Background: Few individual clinical trials have had sufficient subject numbers to definitively determine the effects of postoperative analgesia on major outcomes.
Methods: We systematically searched the Medline and the Cochrane Library databases for the past decade and focused on meta-analyses and large, randomized, controlled trials.
Results: Eighteen meta-analyses, 10 systematic reviews, 8 additional randomized, controlled trials, and 2 observational database articles were identified for review or comment. Epidural analgesia with local anesthetics has the greatest theoretical potential to affect major outcomes and has been the most thoroughly investigated technique. The majority of evidence favors an ability of epidural analgesia to reduce postoperative cardiovascular and pulmonary complications only after major vascular surgery or in high-risk patients. This finding may become irrelevant because of rapid conversion of major surgery to minimally invasive techniques (e.g., endoluminal abdominal aortic repair) that carry less risk of complications.

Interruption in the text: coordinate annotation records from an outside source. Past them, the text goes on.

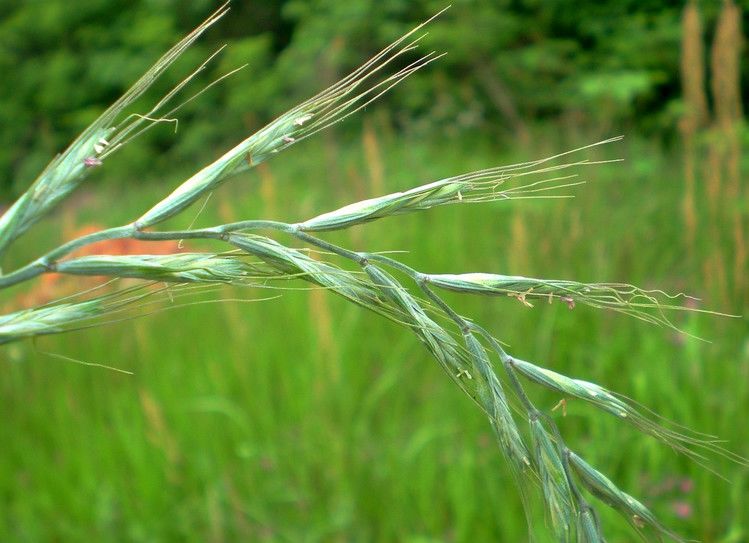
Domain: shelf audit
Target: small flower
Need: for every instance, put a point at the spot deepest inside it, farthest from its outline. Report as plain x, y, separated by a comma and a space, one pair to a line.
91, 162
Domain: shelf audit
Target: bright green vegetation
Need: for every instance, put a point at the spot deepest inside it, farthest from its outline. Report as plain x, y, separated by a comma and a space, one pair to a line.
308, 419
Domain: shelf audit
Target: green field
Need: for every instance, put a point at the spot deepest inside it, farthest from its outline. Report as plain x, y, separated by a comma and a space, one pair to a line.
304, 418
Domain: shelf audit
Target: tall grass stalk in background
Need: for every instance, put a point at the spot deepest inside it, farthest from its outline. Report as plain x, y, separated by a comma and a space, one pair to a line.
255, 253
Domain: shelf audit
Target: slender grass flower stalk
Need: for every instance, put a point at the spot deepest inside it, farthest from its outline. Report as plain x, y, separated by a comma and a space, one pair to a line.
104, 136
409, 297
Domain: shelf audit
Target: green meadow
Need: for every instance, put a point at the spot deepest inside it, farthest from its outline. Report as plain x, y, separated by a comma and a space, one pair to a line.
268, 414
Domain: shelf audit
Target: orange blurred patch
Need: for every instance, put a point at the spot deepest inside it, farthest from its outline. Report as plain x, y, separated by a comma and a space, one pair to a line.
53, 286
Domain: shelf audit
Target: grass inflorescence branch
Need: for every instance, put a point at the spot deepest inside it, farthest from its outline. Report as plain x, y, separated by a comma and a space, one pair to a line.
469, 354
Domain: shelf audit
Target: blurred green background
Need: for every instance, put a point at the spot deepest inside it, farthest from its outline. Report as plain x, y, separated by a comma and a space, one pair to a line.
305, 419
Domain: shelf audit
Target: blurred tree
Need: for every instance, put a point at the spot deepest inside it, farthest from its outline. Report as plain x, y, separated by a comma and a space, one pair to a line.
605, 63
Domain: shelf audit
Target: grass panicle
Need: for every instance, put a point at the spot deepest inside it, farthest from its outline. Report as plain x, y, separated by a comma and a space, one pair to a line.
66, 172
537, 455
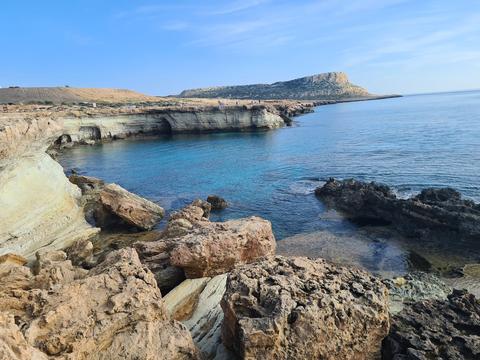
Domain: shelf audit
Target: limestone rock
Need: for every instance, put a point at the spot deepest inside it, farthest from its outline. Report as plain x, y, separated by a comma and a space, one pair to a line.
43, 211
131, 208
436, 329
296, 308
217, 202
434, 214
114, 312
215, 248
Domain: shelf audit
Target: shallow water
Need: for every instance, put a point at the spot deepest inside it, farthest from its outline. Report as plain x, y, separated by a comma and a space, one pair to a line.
409, 143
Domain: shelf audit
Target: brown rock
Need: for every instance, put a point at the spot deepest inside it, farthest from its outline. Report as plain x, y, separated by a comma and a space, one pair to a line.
131, 208
217, 202
296, 308
215, 248
13, 345
436, 329
114, 312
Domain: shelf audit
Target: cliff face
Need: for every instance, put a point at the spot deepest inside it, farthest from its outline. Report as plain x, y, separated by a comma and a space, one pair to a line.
39, 204
97, 127
333, 85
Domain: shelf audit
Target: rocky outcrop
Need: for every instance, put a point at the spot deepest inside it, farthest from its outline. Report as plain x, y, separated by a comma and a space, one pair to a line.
40, 206
433, 214
217, 202
333, 85
113, 311
296, 308
196, 247
83, 128
196, 302
436, 329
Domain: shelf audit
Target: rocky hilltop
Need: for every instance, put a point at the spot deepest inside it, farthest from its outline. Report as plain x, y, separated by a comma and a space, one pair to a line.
326, 86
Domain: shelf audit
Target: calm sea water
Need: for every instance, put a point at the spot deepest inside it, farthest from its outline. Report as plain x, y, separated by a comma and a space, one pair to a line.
410, 143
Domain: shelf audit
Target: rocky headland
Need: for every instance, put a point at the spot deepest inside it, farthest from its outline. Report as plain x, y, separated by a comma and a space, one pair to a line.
326, 86
83, 276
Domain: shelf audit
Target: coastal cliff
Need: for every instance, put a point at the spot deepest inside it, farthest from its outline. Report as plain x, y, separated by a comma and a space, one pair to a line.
332, 85
170, 121
40, 209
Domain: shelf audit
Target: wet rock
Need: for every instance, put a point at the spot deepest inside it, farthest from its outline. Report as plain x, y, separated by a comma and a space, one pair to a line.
433, 214
13, 345
217, 202
212, 248
415, 287
131, 208
436, 329
13, 259
296, 308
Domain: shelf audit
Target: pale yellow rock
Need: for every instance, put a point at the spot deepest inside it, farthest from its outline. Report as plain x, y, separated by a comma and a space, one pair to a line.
183, 299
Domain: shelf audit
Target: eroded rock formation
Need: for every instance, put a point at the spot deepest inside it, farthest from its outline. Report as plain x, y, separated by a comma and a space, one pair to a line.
40, 206
296, 308
434, 213
436, 329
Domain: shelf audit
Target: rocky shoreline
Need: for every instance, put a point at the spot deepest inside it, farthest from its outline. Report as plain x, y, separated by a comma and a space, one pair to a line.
199, 289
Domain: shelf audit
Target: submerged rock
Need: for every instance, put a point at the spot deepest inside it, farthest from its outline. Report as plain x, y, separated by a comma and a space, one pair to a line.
131, 208
433, 214
215, 248
436, 329
296, 308
194, 247
217, 202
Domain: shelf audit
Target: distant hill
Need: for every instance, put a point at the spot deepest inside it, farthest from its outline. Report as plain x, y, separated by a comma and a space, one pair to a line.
332, 85
57, 95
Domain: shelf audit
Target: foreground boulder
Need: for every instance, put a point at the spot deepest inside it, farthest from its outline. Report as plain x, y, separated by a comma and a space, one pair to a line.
217, 202
434, 213
114, 311
296, 308
111, 206
436, 329
193, 247
131, 208
215, 248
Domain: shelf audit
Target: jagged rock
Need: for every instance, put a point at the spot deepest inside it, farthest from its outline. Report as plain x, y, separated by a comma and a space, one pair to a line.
196, 302
131, 208
53, 268
194, 247
86, 183
214, 248
13, 345
333, 85
433, 214
296, 308
13, 259
217, 202
114, 312
156, 256
436, 329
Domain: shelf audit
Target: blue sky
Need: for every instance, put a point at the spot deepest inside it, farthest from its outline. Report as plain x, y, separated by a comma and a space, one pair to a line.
163, 47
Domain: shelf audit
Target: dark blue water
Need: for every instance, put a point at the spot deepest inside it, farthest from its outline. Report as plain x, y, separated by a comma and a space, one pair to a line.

There is also consistent evidence that epidural analgesia with local anesthetics is associated with faster resolution of postoperative ileus after major abdominal surgery. Again, this finding may also become irrelevant with the adoption of laparoscopic techniques and multimodal fast-track programs for abdominal surgery. There is no current evidence that perineural analgesia, continuous wound catheters using local anesthetics, IV patient-controlled analgesia with opioids, or addition of multimodal systemic analgesics have any clinically significant beneficial effect on postoperative complications.
Conclusions: Overall, there is insufficient evidence to confirm or deny the ability of postoperative analgesic techniques to affect major postoperative mortality or morbidity. This is primarily due to typically insufficient subject numbers to detect differences in currently low incidences of postoperative complications.